Five small (0.5 – 2 km across) isolated basins were mapped using 40 trackline km of CHIRP seismic data in Hillsborough Bay, northeastern Tampa Bay. The basins represent local depocenters and contain a record of the transition from pre-Holocene lacustrine deposits to the present-day estuarine depositional system. Seismic facies analysis shows differences in reflection character that have been used to define a pattern of four seismic units infilling these basins. These have been correlated to sedimentary units obtained from nine vibracores, and differences in sediment characteristics such as carbonate content and abundance of shell fragments account for the seismic facies. The CHIRP is able to detect subtle differences in sediment characteristics as different reflection characters, in addition to sharp boundary contacts within the cores. The deepest unit identified is characterized by a narrow band (~ 1m thick) of strong but chaotic reflections that correlate to a tan, carbonate-rich, mud unit in the cores.
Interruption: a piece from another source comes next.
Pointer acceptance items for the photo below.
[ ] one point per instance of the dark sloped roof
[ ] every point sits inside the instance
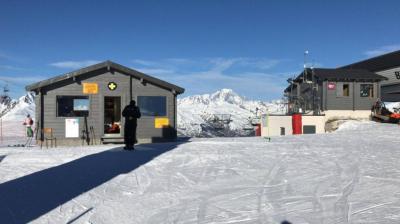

Sediments matching this description have been identified as a lacustrine deposit between 11-21 ky old in central Tampa Bay. C-14 dating of wood fragments found within two of the cores should be able to constrain the age of these Hillsborough Bay ‘lake’ deposits. Above this unit the CHIRP data is nearly reflection free for 1-2 m and this correlates with a carbonate-poor mud unit that is nearly devoid of shell fragments. This unit likely represents the Holocene transgression and the switch from a freshwater to a more marine depositional environment. The next seismic facies is marked by a strong, discontinuous reflector that correlates to a shell layer in the cores. This may represent a storm deposit, but it is not continuous throughout each of the basins. In areas where this distinct reflection is absent, a darker more chaotic reflection zone occurs. The uppermost seismic facies is also a reflection free zone for the most part varying in thickness but generally < 1 m. This correlates to a shell-free, muddy deposit at the top of the vibracores. The use of CHIRP seismic facies, with ground-truth from the cores, expands its usefulness as an interpretive tool, allowing detection of subtle differences in sediment characteristics that are caused by variations in depositional environment during Holocene evolution of these basins.